A KMS key cannot directly encrypt a payload larger than 4 KB, so KMS uses envelope encryption for real data:

1. Call GenerateDataKey; KMS returns a plaintext data key and an encrypted (wrapped) data key.
2. Encrypt your data locally with the plaintext data key, then discard the plaintext from memory immediately.
3. Store the encrypted data key next to the ciphertext.
4. To decrypt, send the encrypted data key to KMS Decrypt to unwrap it, then decrypt the data locally.

This keeps the heavy data local while KMS only ever handles the tiny key. GenerateDataKeyWithoutPlaintext is the variant for systems that want to store an encrypted key now and encrypt later, never holding the plaintext key in the meantime.

Key Types

Use a customer managed key when an answer needs a custom key policy, cross-account sharing, audited rotation, or grants — temporary, fine-grained permissions handed to a principal, often used by integrated AWS services for short-lived operations.

Rotation Facts (Exam Gold)

• Automatic rotation works only on symmetric encryption KMS keys whose material AWS KMS generated — not asymmetric, HMAC, or imported-material keys.
• The default rotation period is 365 days; you can configure it from 90 to 2,560 days.
• When KMS rotates a key, the key ID and ARN stay the same, so aliases and applications keep working. Old key material is retained so previously encrypted data still decrypts.
• Rotating a key does not re-encrypt existing data; new data uses new material, old data uses the retained material.

Service Integration

• S3 — SSE-S3 (S3-managed AES-256, no per-object audit trail) vs SSE-KMS (a KMS key, CloudTrail audit, fine-grained access control). Enable an S3 Bucket Key to collapse many KMS calls into one and cut request costs on high-volume buckets.

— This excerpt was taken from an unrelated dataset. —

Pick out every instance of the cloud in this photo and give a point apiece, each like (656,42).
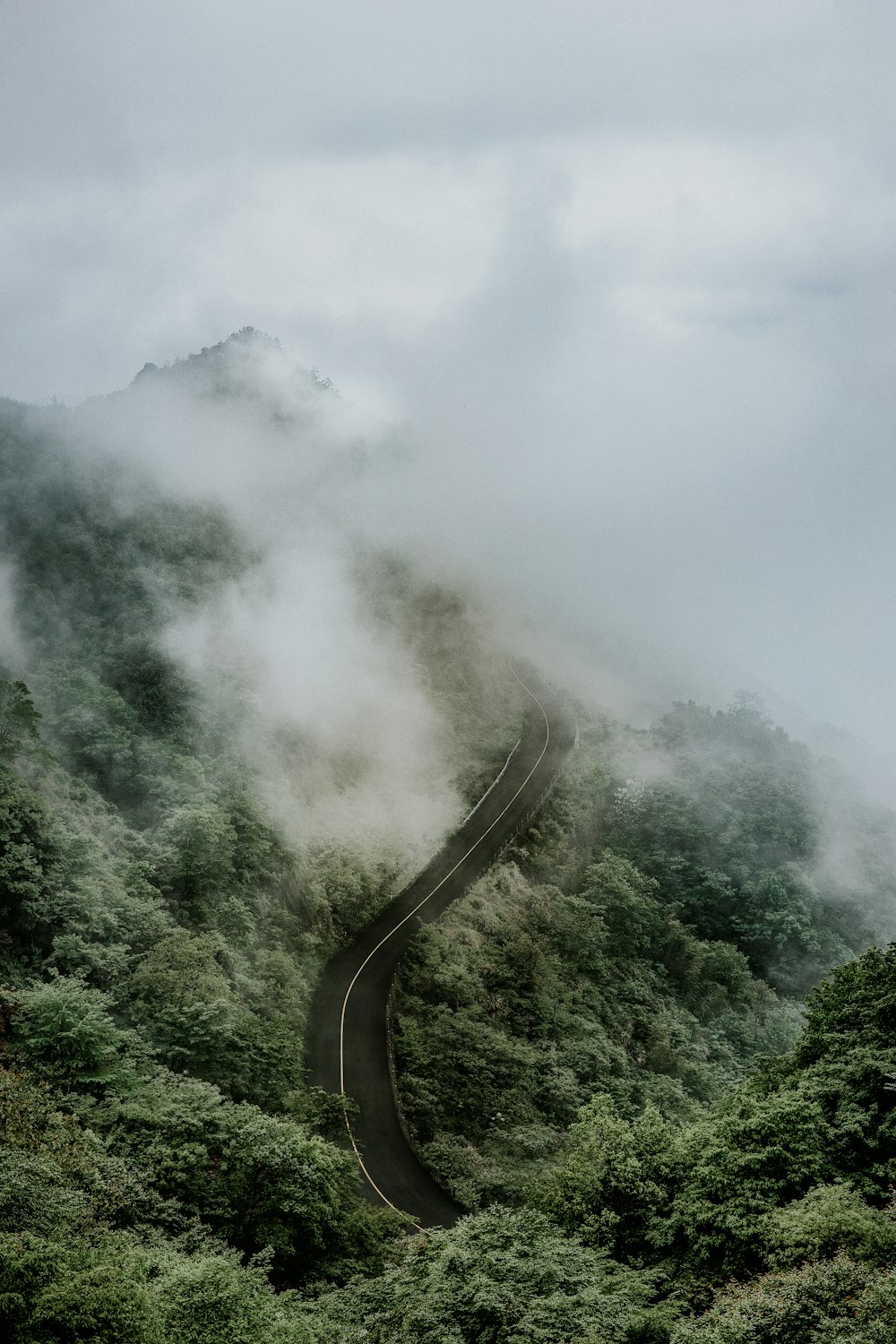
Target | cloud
(624,274)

SSE-C lets the caller supply the key.
• EBS — volume encryption is transparent; snapshots and any volume restored from an encrypted snapshot inherit encryption automatically.
• DynamoDB — encrypted at rest by default; you choose an AWS owned, AWS managed, or customer managed KMS key.
• CloudTrail logs every Decrypt/GenerateDataKey call, which is exactly why SSE-KMS is the answer when auditing key usage is required.

Key Policies, Grants, and Access Control

A KMS key's key policy is the primary access control document — unlike most resources, a CMK is not automatically usable by everyone in the account; the key policy must explicitly delegate to IAM. Three patterns recur on the exam:

• Key policy statements name principals and the KMS actions (kms:Encrypt, kms:Decrypt, kms:GenerateDataKey) they may perform.
• Grants provide temporary, programmatic permissions that AWS services and applications use for short-lived operations; they are easy to create and revoke and avoid editing the key policy.
• kms:ViaService conditions restrict a key so it can only be used through a specific service (for example, only via dynamodb.us-east-1.amazonaws.com).

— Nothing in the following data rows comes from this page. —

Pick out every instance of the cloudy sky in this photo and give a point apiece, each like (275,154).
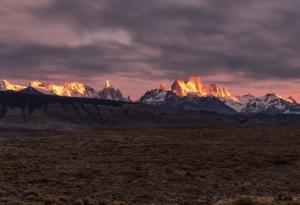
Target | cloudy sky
(245,45)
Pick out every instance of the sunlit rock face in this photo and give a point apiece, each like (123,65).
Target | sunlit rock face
(6,85)
(194,87)
(111,93)
(291,100)
(73,89)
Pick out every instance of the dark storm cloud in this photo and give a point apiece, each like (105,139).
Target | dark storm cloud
(251,38)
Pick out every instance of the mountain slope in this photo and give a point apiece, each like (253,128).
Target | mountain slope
(110,93)
(271,104)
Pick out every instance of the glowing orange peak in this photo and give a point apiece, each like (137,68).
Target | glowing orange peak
(9,86)
(107,84)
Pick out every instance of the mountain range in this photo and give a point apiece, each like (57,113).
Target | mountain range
(189,95)
(73,89)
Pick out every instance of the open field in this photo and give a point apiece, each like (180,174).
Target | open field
(148,165)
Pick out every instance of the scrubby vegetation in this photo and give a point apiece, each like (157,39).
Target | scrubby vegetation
(196,164)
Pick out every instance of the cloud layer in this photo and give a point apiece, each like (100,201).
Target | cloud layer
(150,39)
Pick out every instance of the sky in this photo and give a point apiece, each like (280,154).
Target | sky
(248,46)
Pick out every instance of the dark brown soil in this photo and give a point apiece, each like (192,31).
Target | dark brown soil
(154,165)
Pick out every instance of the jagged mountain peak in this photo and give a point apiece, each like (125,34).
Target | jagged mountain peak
(292,100)
(107,84)
(6,85)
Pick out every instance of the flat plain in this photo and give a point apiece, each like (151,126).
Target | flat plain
(195,164)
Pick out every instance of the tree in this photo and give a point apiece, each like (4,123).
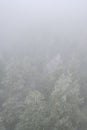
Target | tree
(65,103)
(34,114)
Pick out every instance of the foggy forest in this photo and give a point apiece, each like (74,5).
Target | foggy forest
(43,65)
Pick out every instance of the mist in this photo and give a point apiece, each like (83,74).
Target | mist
(43,60)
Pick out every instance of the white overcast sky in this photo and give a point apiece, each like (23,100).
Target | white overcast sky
(17,15)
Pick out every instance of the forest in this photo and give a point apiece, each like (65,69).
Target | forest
(43,66)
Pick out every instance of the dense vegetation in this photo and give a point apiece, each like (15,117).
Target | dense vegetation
(45,94)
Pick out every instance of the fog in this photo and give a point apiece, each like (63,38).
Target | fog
(43,65)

If an application throws an AccessDeniedException only when encryption is involved, the cause is almost always a missing kms:Decrypt (or GenerateDataKey) permission on the key policy or the caller's IAM policy — not the data-layer permission.

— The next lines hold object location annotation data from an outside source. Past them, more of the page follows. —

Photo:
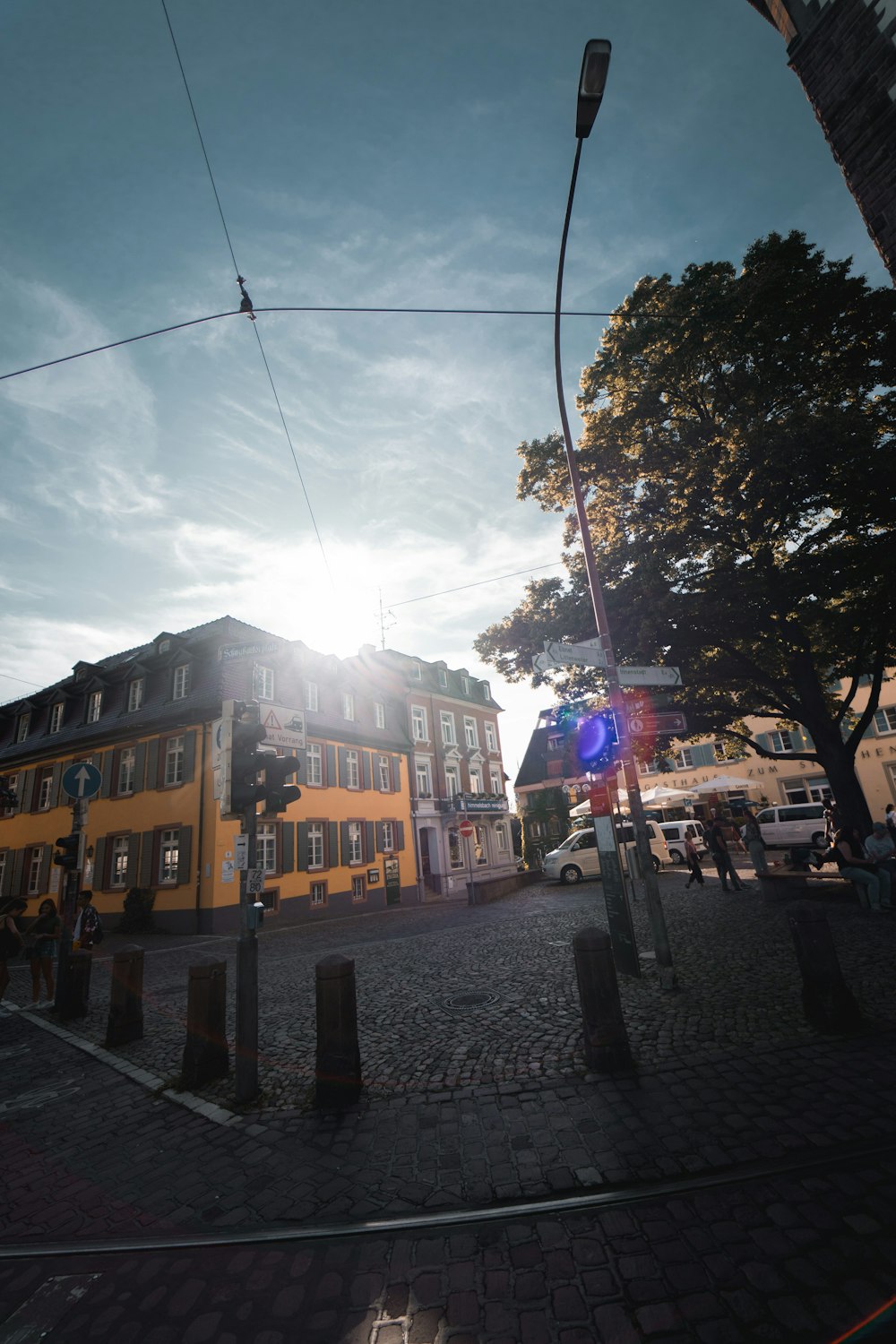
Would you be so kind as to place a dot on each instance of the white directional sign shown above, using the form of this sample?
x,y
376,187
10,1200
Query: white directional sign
x,y
649,676
284,728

Choosing the Right Encryption Answer

When a scenario stresses no audit trail needed, simplest, cheapest for S3, the answer is SSE-S3. When it stresses per-key access control, CloudTrail visibility, or compliance, the answer is SSE-KMS with a customer managed key. When it stresses the customer must hold the key material, it is SSE-C or imported key material. For very high request volumes against one bucket, the S3 Bucket Key is the cost-control answer because it dramatically reduces the number of KMS API requests by deriving object keys from a single bucket-level key.

Symmetric vs Asymmetric and Other Key Specs

KMS supports more than the default symmetric key, and the exam expects you to match the spec to the job. Symmetric keys (AES-256) handle the vast majority of encrypt/decrypt and GenerateDataKey work and are the only type eligible for automatic rotation. Asymmetric keys (RSA or elliptic-curve pairs) are for cases where a partner must encrypt with a public key without calling KMS, or for signing and verification (Sign/Verify). HMAC keys generate and verify message authentication codes.

A worked example: to let an external system encrypt data it sends you without granting it KMS access, hand out the public half of an asymmetric KMS key; only your account, holding the private half, can Decrypt. Because asymmetric, HMAC, and imported-material keys cannot auto-rotate, you must rotate them manually by creating a new key and re-pointing the alias.